Definition
A term used to describe the elevator's role in trading the airplane's kinetic energy (airspeed) for potential energy (altitude), or vice versa, without adding or removing total energy from the airplane. Pitching up converts airspeed into altitude; pitching down converts altitude into airspeed. The throttle, by contrast, controls how much total energy the airplane has.
Plain English
The elevator doesn't create energy — it just shifts it back and forth between speed and height. Pull back and you swap speed for altitude; push forward and you swap altitude for speed.
Context Anchor
Seen when learning how throttle and elevator work together to control climbs, descents, airspeed, and altitude.
Derivation
From 'exchange' (Old French eschangier, to swap one thing for another).
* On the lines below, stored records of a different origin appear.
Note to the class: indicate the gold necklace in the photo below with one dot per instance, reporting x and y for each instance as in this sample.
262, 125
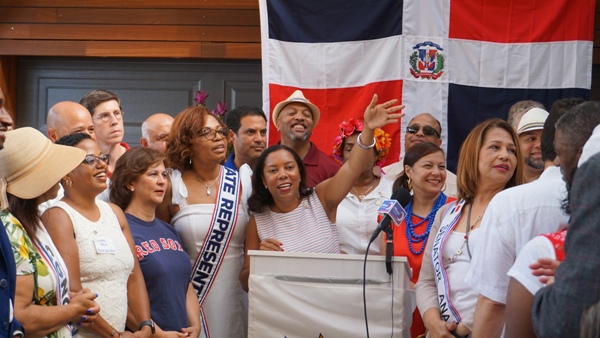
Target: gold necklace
469, 227
366, 192
207, 185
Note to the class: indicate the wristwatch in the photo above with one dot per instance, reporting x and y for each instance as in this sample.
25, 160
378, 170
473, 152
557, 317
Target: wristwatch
147, 323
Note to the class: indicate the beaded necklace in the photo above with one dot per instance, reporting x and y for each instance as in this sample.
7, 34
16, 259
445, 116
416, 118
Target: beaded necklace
410, 227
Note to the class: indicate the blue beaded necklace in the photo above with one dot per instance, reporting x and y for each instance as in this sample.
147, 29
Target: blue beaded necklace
410, 227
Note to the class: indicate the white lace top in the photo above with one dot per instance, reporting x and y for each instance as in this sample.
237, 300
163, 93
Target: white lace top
105, 262
226, 305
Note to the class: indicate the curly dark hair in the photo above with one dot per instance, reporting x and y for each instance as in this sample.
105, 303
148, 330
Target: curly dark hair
261, 198
412, 156
129, 168
183, 131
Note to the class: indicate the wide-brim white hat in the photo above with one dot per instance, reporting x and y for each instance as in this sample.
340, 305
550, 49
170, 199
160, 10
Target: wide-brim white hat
298, 97
533, 119
30, 164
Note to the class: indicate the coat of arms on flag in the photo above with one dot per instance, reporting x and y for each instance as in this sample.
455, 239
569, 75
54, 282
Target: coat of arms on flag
460, 61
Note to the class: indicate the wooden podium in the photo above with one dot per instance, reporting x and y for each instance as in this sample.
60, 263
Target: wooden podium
299, 295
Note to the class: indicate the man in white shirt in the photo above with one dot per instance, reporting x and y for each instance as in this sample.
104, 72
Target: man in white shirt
513, 217
422, 128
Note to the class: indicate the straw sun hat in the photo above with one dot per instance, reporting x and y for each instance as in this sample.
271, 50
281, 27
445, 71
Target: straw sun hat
30, 164
297, 96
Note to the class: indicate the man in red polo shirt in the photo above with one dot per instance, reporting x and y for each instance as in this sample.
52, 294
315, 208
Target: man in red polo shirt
295, 118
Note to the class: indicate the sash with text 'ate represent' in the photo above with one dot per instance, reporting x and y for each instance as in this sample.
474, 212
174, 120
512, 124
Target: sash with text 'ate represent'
449, 220
57, 266
217, 239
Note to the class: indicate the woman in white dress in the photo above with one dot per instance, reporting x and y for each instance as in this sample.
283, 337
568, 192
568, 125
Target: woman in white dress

The elevator is called an energy exchanger because it swaps one form of energy (motion) for another (height), rather than adding new energy to the airplane.
Why Pilots Care
Understanding this relationship allows pilots to make precise adjustments to maintain desired airspeed and altitude with minimal control inputs and reduced risk of stalls or excessive speed.
Grounding Statement
If you raise the nose without adding power, the airplane climbs but slows down — that's energy being exchanged, not created.
Intuition Check
An energy exchanger is not a separate airplane part or device. It is a way to understand what the whole airplane is doing with speed, altitude, and power.
Example Sentence 1
Because the elevator acts as an energy exchanger, the pilot traded airspeed for altitude during the pitch-up to clear the obstacle.
Example Sentence 2
During approach, the energy exchanger concept helps the pilot use throttle to add energy and elevator to adjust the glide path without gaining unwanted speed.